As weak rock is prone to collapse and can clog digging equipment, water-saturated ground, boggy ground and quick sand require some stabilization methods such as freezing soft soil or injecting grout into fractured rock. Small pipes are embedded in the ground at intervals, and a refrigerant such as water-and-salt brine or liquid nitrogen, circulating through these pipes, freeze the soil.
a - the New Austrian Tunnelling Method (NATM) with wire mesh, rock bolts (Новый Австрийский метод с использованием металлической сетки и анкерных болтов) | b - the New Austrian Tunnelling Method (NATM) with the double layer of tubes installation (Новый Австрийский метод с использованием двойного слоя труб) |
Figure 18.4 the New Austrian Tunnelling Method (NATM)
Tunnelling techniques are largely dependent on rock compressive strength, water and gas pockets, the number of cleavages, etc. Tunnel builders monitor the deformation in weak rocks and provide efficient tunnel support made of shotcrete, wire mesh, rock bolts and lattice girder (fig.18.4). The builders registered this method, based on the inherent rock potential, as the New Austrian Tunnelling Method (NATM). It provides high-performance tunnelling and high levels of safety for underground teams.

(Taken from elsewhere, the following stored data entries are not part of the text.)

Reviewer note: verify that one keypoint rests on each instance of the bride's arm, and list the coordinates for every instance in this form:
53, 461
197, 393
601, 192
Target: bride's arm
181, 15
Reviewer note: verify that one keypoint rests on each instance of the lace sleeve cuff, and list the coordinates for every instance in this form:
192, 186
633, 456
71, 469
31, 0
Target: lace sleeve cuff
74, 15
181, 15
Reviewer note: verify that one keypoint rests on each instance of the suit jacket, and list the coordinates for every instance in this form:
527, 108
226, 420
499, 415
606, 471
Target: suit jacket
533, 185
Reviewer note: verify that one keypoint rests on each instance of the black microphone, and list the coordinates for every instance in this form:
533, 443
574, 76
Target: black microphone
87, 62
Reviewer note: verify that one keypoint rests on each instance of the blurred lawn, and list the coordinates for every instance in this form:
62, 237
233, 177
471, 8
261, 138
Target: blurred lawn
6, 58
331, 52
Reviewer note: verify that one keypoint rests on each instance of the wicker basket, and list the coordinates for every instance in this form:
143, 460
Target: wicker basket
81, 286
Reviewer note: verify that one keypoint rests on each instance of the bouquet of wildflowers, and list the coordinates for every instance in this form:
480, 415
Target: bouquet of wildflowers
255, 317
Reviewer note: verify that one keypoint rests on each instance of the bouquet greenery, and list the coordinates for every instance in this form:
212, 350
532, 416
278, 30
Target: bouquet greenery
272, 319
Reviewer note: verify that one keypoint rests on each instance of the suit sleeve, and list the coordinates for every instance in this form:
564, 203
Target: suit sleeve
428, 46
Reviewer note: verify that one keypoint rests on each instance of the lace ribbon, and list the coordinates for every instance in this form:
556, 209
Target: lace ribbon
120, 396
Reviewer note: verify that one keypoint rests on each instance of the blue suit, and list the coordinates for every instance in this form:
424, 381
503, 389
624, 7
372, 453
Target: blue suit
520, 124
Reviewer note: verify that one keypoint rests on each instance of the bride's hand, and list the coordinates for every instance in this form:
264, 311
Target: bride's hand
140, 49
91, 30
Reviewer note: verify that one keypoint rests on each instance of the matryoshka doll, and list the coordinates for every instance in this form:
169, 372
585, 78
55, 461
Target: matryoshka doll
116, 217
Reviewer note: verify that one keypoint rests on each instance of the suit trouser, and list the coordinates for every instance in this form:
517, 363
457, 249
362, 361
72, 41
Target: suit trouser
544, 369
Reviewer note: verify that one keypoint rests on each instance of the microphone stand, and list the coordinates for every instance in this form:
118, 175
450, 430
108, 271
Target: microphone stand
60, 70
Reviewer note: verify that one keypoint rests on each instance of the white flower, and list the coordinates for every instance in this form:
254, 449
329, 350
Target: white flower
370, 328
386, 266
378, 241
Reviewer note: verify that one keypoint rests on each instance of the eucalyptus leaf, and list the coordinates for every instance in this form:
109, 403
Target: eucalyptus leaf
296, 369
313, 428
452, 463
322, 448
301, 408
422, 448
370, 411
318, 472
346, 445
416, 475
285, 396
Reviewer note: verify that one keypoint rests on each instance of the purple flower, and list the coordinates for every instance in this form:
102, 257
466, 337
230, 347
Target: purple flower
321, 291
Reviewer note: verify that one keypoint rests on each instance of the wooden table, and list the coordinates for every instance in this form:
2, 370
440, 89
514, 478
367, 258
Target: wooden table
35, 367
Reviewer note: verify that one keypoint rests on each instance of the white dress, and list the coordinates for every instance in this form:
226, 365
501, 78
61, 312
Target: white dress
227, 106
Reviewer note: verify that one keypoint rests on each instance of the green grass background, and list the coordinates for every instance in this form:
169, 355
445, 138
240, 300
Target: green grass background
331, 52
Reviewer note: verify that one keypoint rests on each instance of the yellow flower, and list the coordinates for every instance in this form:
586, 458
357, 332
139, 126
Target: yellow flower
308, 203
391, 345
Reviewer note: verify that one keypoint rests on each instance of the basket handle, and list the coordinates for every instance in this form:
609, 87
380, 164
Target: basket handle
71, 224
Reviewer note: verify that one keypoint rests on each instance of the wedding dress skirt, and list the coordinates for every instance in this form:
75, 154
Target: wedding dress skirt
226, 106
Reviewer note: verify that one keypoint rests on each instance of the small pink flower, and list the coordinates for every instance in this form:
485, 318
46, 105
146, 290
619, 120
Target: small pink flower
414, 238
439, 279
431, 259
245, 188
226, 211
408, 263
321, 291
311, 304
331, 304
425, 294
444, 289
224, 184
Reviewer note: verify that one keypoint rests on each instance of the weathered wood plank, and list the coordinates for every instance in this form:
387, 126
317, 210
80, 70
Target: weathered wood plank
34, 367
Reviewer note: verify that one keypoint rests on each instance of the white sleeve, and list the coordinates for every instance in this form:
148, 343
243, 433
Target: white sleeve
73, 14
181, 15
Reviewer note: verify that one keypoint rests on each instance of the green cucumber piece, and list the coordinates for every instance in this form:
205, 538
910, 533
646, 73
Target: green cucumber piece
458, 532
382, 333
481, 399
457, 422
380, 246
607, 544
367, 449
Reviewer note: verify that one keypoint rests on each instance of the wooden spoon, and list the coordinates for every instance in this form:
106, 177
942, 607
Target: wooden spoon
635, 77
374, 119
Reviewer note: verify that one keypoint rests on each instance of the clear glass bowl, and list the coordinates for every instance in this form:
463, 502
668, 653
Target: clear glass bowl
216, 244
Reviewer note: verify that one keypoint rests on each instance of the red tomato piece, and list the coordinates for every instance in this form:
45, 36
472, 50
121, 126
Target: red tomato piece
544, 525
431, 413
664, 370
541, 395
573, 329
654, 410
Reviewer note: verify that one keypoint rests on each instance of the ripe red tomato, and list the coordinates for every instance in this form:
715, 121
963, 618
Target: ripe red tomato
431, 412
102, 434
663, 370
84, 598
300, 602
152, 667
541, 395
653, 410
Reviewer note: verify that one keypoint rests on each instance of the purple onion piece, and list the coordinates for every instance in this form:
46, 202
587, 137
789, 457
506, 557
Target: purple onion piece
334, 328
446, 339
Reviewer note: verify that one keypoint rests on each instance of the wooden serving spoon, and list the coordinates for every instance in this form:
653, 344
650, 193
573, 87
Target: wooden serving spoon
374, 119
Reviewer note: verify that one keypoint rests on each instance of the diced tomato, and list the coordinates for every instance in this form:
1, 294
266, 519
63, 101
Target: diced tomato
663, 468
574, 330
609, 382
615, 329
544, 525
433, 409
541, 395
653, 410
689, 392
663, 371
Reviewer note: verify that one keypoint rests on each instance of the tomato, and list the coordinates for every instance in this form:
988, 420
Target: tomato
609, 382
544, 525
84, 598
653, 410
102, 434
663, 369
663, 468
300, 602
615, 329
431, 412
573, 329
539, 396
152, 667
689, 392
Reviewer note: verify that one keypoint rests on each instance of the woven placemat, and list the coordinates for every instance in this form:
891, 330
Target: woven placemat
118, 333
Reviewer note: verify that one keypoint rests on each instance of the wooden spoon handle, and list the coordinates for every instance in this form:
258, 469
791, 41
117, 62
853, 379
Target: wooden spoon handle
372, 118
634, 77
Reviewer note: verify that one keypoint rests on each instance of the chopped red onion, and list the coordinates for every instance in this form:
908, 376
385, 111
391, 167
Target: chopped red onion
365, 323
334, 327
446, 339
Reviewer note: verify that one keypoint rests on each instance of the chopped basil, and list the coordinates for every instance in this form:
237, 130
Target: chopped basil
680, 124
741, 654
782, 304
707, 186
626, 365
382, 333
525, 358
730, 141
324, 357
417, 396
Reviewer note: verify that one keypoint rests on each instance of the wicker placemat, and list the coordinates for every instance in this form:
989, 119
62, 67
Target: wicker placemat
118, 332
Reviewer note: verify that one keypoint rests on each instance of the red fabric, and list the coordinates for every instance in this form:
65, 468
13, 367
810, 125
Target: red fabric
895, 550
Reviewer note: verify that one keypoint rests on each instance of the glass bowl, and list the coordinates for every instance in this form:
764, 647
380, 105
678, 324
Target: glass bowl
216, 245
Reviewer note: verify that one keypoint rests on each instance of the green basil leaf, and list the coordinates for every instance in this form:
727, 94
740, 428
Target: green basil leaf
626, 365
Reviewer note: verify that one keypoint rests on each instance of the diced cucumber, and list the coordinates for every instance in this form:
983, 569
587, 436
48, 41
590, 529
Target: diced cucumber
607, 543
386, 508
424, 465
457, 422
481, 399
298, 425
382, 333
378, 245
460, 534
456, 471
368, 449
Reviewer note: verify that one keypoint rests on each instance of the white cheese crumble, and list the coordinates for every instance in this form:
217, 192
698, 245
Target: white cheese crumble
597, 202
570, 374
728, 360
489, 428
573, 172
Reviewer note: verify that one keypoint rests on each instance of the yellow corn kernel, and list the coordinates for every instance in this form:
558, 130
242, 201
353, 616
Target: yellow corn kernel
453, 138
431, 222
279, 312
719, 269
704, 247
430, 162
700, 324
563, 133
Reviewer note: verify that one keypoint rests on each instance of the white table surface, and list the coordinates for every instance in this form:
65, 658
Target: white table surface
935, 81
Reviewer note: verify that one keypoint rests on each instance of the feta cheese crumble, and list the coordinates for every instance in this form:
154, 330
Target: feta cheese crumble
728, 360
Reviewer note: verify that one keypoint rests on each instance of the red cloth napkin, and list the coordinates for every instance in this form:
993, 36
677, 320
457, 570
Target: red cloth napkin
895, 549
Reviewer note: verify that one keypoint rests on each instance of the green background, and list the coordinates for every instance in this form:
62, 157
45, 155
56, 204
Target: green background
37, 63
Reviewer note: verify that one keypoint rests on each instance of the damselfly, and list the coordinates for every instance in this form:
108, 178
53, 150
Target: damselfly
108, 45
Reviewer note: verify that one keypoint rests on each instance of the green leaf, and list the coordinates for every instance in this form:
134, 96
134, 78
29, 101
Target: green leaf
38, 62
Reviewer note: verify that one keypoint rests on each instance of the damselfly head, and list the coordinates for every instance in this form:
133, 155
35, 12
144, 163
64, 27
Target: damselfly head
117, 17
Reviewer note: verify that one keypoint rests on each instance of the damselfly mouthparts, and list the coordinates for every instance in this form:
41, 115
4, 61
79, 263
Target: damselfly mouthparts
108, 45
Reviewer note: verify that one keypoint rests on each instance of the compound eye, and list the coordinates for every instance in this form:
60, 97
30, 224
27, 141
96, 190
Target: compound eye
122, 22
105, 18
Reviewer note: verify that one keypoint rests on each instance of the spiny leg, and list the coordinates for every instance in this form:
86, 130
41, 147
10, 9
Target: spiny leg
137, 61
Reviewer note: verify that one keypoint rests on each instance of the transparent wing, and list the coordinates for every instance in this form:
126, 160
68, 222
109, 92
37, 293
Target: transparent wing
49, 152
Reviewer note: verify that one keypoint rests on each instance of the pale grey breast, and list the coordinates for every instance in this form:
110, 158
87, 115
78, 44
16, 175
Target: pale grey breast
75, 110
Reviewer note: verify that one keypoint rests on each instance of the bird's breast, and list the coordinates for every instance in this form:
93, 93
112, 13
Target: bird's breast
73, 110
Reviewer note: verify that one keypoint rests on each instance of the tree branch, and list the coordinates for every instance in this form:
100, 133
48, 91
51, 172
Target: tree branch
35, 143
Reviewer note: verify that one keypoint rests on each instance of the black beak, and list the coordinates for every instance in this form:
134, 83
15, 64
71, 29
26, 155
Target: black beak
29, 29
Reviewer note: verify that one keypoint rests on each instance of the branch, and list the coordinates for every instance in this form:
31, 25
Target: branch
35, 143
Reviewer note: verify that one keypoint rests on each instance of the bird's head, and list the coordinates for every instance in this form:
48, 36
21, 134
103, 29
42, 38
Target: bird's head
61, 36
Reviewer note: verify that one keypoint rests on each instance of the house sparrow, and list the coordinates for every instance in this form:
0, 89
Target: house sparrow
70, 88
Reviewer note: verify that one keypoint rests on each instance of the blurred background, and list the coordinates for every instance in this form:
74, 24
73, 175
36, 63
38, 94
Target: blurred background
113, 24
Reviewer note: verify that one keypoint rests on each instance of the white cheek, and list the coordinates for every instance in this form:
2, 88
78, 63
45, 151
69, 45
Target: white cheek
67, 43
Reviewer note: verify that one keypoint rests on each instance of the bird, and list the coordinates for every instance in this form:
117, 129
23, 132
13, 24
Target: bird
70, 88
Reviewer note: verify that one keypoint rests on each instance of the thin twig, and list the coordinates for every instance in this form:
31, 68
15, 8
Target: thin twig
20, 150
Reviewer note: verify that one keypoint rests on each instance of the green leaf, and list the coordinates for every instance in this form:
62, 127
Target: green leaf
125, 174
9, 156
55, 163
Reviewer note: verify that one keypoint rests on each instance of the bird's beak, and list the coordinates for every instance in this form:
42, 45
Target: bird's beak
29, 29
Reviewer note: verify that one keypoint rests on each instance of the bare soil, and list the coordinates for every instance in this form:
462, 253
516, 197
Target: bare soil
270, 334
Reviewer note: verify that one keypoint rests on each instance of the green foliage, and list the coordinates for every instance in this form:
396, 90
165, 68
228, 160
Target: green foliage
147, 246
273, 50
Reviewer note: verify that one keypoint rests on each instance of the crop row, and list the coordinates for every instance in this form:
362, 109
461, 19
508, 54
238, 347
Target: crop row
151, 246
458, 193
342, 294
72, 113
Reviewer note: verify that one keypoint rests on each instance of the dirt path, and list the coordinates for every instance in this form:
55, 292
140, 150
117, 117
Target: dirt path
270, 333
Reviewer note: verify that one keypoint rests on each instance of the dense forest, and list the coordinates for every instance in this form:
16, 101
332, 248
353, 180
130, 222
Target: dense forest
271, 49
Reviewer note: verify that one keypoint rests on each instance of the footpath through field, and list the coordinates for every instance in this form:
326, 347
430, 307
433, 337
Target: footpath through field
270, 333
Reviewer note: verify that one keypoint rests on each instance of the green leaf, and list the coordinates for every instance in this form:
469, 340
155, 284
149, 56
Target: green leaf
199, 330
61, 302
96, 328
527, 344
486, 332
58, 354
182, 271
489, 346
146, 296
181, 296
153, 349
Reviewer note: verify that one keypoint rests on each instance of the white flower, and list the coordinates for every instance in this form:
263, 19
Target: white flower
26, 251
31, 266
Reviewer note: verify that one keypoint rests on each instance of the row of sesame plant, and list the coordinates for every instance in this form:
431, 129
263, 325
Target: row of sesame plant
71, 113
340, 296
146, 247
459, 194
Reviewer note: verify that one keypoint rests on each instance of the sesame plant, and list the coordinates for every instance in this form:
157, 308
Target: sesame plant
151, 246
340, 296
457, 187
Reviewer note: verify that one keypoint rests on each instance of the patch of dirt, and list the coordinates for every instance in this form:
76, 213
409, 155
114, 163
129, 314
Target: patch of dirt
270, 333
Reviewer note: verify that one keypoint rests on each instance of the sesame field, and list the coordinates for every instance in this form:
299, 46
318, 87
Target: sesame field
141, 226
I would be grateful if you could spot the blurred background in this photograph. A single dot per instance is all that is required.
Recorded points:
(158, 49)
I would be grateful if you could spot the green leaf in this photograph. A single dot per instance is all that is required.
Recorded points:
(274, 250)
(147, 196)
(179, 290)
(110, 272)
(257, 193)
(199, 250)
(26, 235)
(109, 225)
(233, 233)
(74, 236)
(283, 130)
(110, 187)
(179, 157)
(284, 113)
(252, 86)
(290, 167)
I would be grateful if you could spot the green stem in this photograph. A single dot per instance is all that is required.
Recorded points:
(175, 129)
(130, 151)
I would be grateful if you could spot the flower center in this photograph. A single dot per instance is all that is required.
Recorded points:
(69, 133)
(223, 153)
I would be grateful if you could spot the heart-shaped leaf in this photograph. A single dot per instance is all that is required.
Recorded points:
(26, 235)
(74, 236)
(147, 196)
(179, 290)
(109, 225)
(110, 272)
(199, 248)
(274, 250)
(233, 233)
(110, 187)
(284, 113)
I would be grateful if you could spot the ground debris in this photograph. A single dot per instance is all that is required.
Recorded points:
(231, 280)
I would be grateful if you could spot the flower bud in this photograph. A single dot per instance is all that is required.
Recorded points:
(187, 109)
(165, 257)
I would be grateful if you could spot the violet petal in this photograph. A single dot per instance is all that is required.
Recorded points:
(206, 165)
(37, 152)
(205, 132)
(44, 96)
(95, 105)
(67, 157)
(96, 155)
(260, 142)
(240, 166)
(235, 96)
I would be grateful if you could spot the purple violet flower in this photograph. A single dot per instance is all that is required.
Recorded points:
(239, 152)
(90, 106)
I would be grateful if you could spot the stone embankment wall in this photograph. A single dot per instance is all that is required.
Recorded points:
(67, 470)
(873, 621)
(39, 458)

Maintaining ground stability during tunnel construction and ensuring structural integrity of the tunnel lining are crucial factors in tunnelling technologies. However, of no less importance is achieving the proper alignment of the excavation path. The global positioning system provides the proper tunnel alignment tunnel by the sensors receiving accurate location data via satellite signals (fig.18.5).Engineers also use laser guidance systems to provide quality control of tunnel alignment by projecting and detecting a laser beam within the tunnel.
To complete the construction of the tunnel, workers install ducts for carrying the cables to provide the safety systems and lightning. Summarizing the opportunities and challenges inherent to building a tunnel, one can take the conclusion that tunnel technologies involve a combination of different methods.